Stars- Vicky Krieps, Mia Wasikowska, Tim Roth and Anders Danielsen Lie

There’s is no question that Mia Hansen-Løve is a talented filmmaker, and that clearly throughout her career legendary director Ingmar Bergman had a great level of influence. So combining elements of both Hansen-Løve’s own personal story, while sharing to the audiences facts about Bergman on the very island he called home- Faro. This led to one of the most beautifully shot, thematically dry movies of the year.

An American filmmaking couple retreats to the island for the summer to each write screenplays for their upcoming films in an act of pilgrimage to the place that inspired Bergman.

The writing is clearly strong, as Hansen-Løve carved out strong meta like backgrounds for our two leads, played by Tim Roth (Pulp Fiction), and Vicky Krieps (Phantom Thread).

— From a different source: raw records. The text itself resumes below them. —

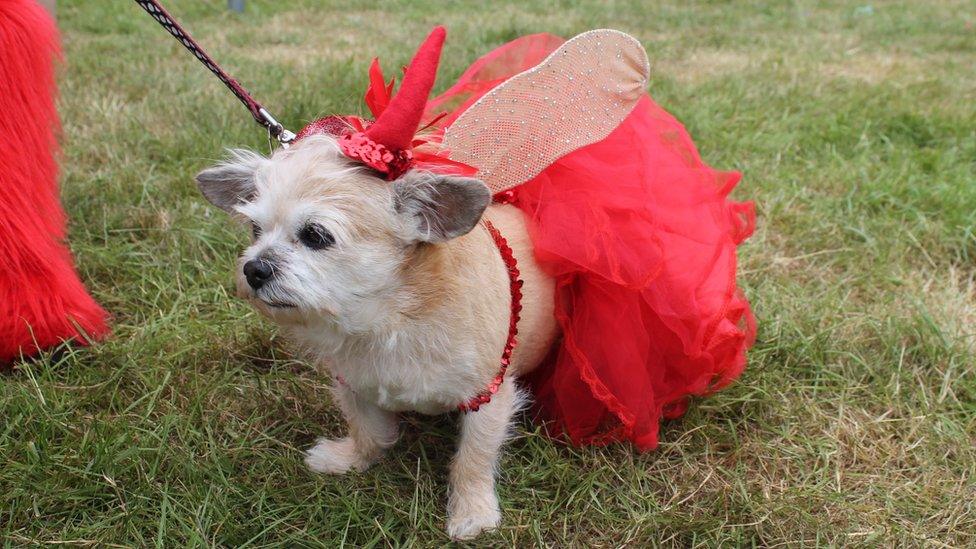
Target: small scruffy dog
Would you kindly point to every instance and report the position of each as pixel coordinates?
(395, 291)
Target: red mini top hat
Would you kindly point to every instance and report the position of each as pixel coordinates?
(388, 144)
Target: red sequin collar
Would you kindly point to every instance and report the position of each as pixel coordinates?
(515, 284)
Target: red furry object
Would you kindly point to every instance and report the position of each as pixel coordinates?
(42, 301)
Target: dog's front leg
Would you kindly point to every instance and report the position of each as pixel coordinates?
(472, 505)
(371, 431)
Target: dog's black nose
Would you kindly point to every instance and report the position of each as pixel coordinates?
(257, 272)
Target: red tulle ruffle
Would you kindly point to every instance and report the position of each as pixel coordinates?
(640, 236)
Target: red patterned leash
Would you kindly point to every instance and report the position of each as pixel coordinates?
(260, 114)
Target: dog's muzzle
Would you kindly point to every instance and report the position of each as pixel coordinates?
(257, 272)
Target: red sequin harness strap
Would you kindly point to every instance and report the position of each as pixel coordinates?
(515, 284)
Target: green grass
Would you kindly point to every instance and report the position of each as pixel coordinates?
(855, 422)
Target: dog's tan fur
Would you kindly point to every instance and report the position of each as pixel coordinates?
(407, 321)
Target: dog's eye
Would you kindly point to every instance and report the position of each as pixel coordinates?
(316, 236)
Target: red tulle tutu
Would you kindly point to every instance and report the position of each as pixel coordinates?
(641, 239)
(42, 301)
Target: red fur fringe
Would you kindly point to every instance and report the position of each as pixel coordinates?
(42, 301)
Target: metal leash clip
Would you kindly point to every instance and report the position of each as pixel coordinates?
(276, 130)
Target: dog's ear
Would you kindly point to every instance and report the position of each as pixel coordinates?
(231, 182)
(436, 208)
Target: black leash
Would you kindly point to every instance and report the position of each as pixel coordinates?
(260, 114)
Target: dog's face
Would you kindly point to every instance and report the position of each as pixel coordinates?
(329, 237)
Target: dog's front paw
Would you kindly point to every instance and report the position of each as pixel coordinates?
(336, 456)
(465, 520)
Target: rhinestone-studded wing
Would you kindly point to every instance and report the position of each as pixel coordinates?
(576, 97)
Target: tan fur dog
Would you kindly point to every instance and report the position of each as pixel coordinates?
(395, 291)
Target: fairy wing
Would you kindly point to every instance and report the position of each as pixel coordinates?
(575, 97)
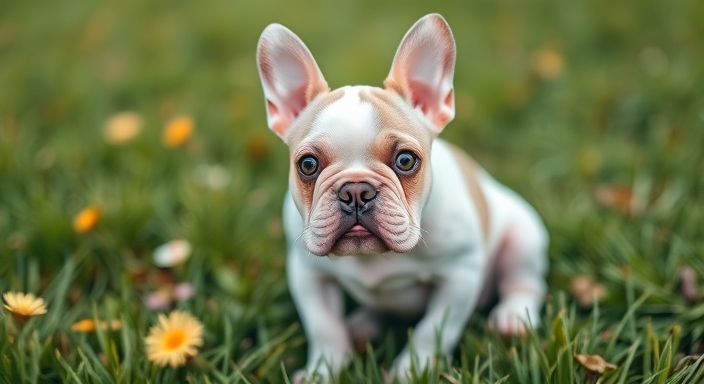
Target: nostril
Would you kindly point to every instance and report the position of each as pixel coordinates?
(367, 195)
(345, 196)
(356, 194)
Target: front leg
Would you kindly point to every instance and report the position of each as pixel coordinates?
(449, 308)
(319, 303)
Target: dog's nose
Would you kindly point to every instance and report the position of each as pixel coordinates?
(356, 195)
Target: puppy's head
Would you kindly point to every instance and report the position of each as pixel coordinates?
(360, 156)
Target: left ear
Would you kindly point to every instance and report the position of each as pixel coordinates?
(423, 68)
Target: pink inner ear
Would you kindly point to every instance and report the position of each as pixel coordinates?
(421, 95)
(271, 108)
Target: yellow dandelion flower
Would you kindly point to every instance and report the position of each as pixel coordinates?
(174, 339)
(86, 219)
(122, 127)
(24, 305)
(177, 131)
(89, 325)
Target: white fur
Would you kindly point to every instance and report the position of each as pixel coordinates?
(452, 253)
(456, 260)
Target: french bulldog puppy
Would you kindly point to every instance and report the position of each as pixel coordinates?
(422, 228)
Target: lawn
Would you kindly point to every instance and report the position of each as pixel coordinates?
(128, 125)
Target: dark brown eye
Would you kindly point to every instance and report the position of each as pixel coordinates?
(308, 165)
(405, 161)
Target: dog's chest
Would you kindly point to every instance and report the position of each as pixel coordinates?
(400, 283)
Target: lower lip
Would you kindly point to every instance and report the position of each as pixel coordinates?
(358, 231)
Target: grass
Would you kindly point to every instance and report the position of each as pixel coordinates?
(558, 100)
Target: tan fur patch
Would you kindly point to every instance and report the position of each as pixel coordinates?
(396, 127)
(469, 169)
(303, 124)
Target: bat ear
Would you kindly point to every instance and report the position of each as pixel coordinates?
(423, 69)
(290, 77)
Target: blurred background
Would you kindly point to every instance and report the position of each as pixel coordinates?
(593, 110)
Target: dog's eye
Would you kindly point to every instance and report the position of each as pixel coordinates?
(308, 165)
(405, 161)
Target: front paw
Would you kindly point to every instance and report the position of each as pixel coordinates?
(515, 315)
(407, 366)
(313, 377)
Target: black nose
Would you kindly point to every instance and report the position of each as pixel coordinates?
(356, 196)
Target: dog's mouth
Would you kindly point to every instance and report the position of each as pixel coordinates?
(358, 231)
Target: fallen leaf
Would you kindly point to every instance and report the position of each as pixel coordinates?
(617, 197)
(594, 363)
(122, 127)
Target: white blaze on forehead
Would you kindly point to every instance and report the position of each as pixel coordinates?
(349, 123)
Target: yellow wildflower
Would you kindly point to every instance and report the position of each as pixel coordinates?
(86, 219)
(174, 339)
(24, 305)
(177, 131)
(122, 127)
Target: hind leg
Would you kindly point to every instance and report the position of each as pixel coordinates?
(521, 266)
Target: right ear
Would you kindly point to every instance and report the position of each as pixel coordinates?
(289, 74)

These characters are very clearly based on Mia and her previous boyfriend director Olivier Assayas. Both characters feel as human as people can be in a film, they’re flawed, imperfect, and have rationale behind their decisions. The subtle hints of a failing relationship between the two filmmakers is gently scattered in as to not bop the viewer on the nose.

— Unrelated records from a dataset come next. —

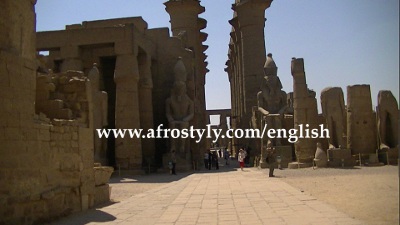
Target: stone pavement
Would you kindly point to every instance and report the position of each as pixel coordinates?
(226, 196)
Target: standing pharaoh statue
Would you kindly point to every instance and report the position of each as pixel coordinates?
(179, 107)
(271, 100)
(99, 106)
(334, 112)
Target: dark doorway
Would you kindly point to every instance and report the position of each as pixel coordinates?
(107, 67)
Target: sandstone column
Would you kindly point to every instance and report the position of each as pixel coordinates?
(361, 123)
(184, 18)
(128, 151)
(251, 21)
(146, 106)
(305, 112)
(388, 117)
(72, 61)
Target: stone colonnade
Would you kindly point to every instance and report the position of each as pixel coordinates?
(246, 58)
(187, 25)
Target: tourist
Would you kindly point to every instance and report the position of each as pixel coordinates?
(206, 159)
(215, 160)
(241, 157)
(173, 160)
(270, 158)
(226, 156)
(209, 160)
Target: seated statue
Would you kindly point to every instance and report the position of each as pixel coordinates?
(272, 100)
(179, 110)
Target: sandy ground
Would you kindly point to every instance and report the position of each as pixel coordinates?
(370, 194)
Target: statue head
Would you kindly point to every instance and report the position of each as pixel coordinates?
(179, 88)
(272, 84)
(270, 68)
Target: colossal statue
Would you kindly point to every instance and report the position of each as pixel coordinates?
(334, 112)
(179, 108)
(387, 116)
(271, 100)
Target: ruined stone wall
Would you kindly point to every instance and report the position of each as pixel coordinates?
(187, 25)
(361, 122)
(45, 170)
(247, 56)
(169, 49)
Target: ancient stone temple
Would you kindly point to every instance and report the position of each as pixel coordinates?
(246, 58)
(271, 111)
(46, 152)
(187, 25)
(387, 114)
(361, 122)
(135, 67)
(334, 112)
(305, 111)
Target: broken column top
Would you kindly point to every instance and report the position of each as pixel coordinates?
(270, 68)
(297, 65)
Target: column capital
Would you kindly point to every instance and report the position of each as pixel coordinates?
(263, 3)
(297, 66)
(183, 6)
(251, 12)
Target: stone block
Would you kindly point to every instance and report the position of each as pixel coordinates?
(102, 174)
(86, 138)
(285, 154)
(102, 194)
(389, 156)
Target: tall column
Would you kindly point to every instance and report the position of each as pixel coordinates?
(251, 21)
(128, 151)
(361, 122)
(184, 17)
(71, 56)
(146, 106)
(305, 112)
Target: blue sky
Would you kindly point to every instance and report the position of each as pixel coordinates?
(343, 42)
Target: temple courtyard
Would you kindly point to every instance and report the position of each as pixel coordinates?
(357, 195)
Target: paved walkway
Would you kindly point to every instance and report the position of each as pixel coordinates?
(228, 196)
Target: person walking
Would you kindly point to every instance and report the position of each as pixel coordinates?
(173, 160)
(209, 160)
(206, 159)
(271, 158)
(215, 160)
(241, 157)
(226, 156)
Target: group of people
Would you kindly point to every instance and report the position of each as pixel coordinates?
(211, 158)
(270, 158)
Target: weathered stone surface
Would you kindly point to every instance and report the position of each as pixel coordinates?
(387, 113)
(305, 111)
(102, 174)
(102, 194)
(320, 158)
(246, 57)
(334, 112)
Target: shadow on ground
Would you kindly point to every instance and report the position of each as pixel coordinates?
(167, 177)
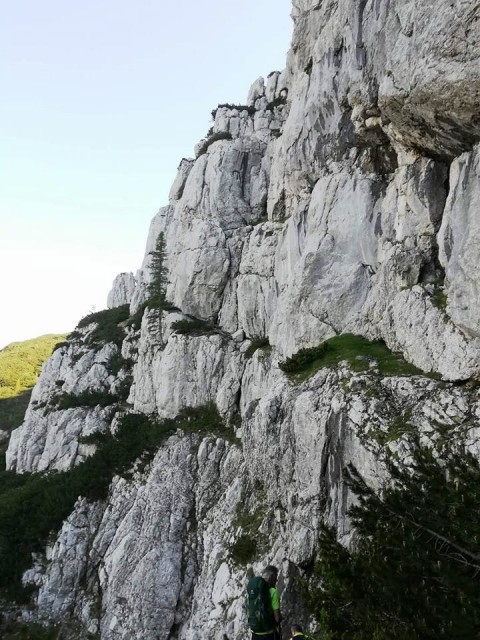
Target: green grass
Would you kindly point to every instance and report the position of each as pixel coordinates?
(86, 399)
(258, 342)
(20, 365)
(34, 505)
(14, 630)
(357, 351)
(108, 327)
(193, 326)
(250, 541)
(220, 135)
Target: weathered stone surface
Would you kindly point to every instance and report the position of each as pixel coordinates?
(342, 199)
(123, 290)
(459, 242)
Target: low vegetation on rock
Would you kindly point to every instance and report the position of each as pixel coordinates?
(358, 352)
(32, 505)
(220, 135)
(20, 365)
(414, 571)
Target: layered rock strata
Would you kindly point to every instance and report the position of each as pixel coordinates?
(340, 199)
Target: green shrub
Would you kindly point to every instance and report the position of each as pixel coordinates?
(259, 342)
(220, 135)
(244, 549)
(239, 107)
(15, 630)
(281, 100)
(107, 329)
(135, 320)
(34, 505)
(192, 326)
(117, 362)
(356, 350)
(300, 360)
(414, 571)
(12, 410)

Unfortunately, there just isn’t enough story to go with Løve’s writing. No matter how many Bergman factoids were pieces together, nor is it bolstered much when we get the tad bit more interesting flash into Krieps’ character Chris’s screenplay. The screenplay focusing on a toxic on again off again relationship played by Mia Wasikowska, and Anders Danielsen Lies- is far more interesting and carries more weight than the main story we’re set on, but it comes far too late. By the time we’re transported into Chris’s screenplay, it’s too late, as the viewer is lulled into a relaxing state by the gorgeous views of Faro and the slow paced story that came before.

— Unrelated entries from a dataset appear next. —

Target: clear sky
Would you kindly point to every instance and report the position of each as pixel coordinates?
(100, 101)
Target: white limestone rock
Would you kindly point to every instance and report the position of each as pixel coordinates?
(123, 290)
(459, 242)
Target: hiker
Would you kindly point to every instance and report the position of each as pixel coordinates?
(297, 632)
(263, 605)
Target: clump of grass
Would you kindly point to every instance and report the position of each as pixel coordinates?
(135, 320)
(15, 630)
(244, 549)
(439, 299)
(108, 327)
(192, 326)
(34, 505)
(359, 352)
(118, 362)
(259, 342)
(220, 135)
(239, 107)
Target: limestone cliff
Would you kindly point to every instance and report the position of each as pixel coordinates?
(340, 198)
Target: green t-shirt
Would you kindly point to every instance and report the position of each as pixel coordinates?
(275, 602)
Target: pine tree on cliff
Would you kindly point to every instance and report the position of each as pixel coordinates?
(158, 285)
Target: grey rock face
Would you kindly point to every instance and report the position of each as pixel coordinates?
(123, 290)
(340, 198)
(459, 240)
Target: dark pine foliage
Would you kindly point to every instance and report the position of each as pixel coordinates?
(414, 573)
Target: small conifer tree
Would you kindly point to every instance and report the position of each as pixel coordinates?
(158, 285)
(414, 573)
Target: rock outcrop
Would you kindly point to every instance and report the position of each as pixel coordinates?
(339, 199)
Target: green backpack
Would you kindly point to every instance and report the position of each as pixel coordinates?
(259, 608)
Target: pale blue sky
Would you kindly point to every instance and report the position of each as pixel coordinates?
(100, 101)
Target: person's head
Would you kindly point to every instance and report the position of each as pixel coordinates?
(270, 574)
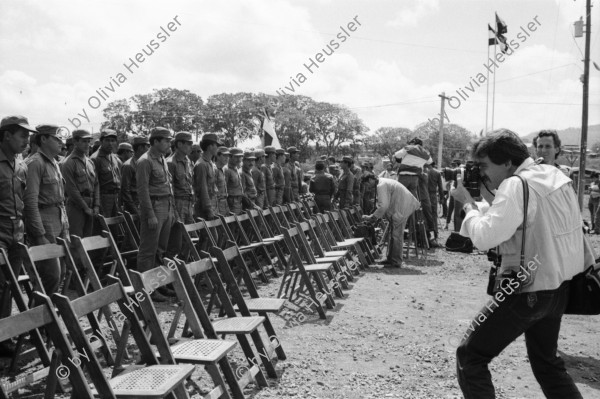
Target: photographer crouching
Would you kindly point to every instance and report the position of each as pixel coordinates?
(531, 288)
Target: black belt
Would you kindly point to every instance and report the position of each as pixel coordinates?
(45, 206)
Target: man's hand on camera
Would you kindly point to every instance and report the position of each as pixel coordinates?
(460, 193)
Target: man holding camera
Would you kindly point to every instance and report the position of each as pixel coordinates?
(553, 253)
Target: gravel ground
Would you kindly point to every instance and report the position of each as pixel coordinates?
(395, 334)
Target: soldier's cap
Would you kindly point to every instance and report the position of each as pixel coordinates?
(184, 136)
(211, 137)
(17, 120)
(223, 151)
(249, 155)
(137, 140)
(81, 134)
(236, 152)
(160, 133)
(125, 146)
(51, 130)
(270, 150)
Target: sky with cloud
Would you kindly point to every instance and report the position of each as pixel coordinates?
(389, 70)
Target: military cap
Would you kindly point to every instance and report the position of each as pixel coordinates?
(236, 152)
(108, 133)
(223, 151)
(51, 130)
(125, 146)
(211, 137)
(160, 133)
(81, 134)
(140, 140)
(17, 120)
(183, 136)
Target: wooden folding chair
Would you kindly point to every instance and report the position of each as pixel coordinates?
(307, 274)
(231, 258)
(205, 348)
(232, 323)
(331, 243)
(61, 363)
(148, 378)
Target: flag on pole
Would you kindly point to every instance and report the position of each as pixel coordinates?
(269, 136)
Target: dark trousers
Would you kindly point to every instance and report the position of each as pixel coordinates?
(538, 316)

Technically, the film has plenty to like. It’s masterfully shot, and the score goes together hand in hand perfectly to echo the journey we get to experience around Faro. The camera decisions are great, and really focus on telling the emotions of our leads with just the smallest glance.

In the end Bergman Island is a pleasant mixture of Hansen-Loves own story and honouring one of film-makings biggest names. Theres plenty to enjoy on a technical level, and plenty of facts that any film lover will enjoy- but the idyllic pace and lack of a strong story make this one a forgettable one.